Tradies Safety Awareness Month

In the know: Local optometrist Josie Mills. Photograph supplied



SAFETY awareness is very important in all trades and walks of life, but some struggle.

Twenty-five to 30 per cent of people who walk into Specsavers Optometrist Traralgon are tradespeople who have come in with work-related injuries that could cost them their sight.

“We do have a lot of people who walk in with lovely bits of metal in their eye after a bit of grinding at least once a day. So we always have that conversation with them about protection,” said Traralgon Specsavers optometrist, Josie Mills.

“Some do have the little excuses like ‘the goggles fog up’ or they can’t quite see properly, or they have some of the self-tinting work goggles that aren’t tinting right, causing them to get burns on their eye.”

Ms Mills said that the most common age group to come into the clinic with these injuries tend to be the under 25s.

Most eye injuries are permanent; if not, some go from perfect vision to glasses in just one mishap.

According to a report from Specsavers, 89 per cent of 40-year-old tradespeople would tell their younger selves to be more cautious in the workplace.

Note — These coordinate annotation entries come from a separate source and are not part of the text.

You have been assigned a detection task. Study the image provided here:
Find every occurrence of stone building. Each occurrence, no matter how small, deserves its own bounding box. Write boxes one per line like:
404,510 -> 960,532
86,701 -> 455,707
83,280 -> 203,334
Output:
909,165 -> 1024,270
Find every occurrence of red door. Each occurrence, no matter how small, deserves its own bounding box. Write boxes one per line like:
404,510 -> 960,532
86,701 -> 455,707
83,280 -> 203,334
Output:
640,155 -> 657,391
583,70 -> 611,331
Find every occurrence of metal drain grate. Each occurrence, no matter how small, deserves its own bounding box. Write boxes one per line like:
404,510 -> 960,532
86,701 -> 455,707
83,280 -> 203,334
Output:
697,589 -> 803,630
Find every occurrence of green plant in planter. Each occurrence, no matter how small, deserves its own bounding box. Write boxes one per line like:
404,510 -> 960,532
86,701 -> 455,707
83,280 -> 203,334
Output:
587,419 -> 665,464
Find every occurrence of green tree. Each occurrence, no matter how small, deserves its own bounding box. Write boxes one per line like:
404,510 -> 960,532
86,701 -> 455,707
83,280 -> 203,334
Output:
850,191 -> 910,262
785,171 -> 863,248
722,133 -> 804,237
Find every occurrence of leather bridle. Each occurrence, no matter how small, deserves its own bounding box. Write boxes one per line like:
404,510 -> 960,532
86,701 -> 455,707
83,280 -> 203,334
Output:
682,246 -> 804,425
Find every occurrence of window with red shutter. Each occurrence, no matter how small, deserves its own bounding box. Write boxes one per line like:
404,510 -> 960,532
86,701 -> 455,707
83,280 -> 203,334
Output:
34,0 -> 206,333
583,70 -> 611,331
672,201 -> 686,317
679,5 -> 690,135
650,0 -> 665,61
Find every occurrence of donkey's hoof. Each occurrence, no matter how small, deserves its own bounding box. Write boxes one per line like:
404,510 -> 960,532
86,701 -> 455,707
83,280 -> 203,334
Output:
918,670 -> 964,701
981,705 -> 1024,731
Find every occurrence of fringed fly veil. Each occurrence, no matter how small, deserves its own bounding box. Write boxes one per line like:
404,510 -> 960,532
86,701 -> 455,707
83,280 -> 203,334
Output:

There are also reports of 37 per cent of 18 to 34-year-olds that already have workplace injuries to the eye that needed medical attention, and 53 per cent that said that their hearing got worse over time.

The report also mentions that 26 per cent of tradespeople take a ‘she’ll be right’ approach, only occasionally wearing goggles, and 70 per cent do not always wear hearing protection.

“Taking small precautions can help protect you for years to come. These preventative measures can make a world of difference and save you from experiencing a decline in your eyesight or hearing, which are both pivotal to your quality of life,” said Ms Mills.

In another response to eye and ear safety, The Royal Victorian Eye and Ear Hospital has recorded a substantial increase in men presenting to the Emergency Department with work-related eye trauma.

The 41 per cent growth over the past five years likely indicates a lack of awareness or adherence to eye safety procedures.

Ms Mills urged younger tradies that are doing their apprenticeship to take it seriously and make sure they start good habits when they begin their trade.

Also that they make sure they have good eye and ear protection so that they don’t accumulate problems faster than normal.

Further advice from the report includes wearing hearing protection in unavoidable exposed areas; wear safety goggles to protect debris from getting in your eyes, large coverage sunglasses when in the sun; complete the one-metre test for equipment (stand one metre away from someone and if you have to yell over the machine, the job requires protection); regularly get tested; and reduce the number of noises to one at a time.

Most larger companies have safety officers to help keep everyone safe, but for small companies it is harder to enforce protective measures in staff.

Ms Mills said that for those just starting, get them into the good habits of wearing protection, as it then becomes automatic.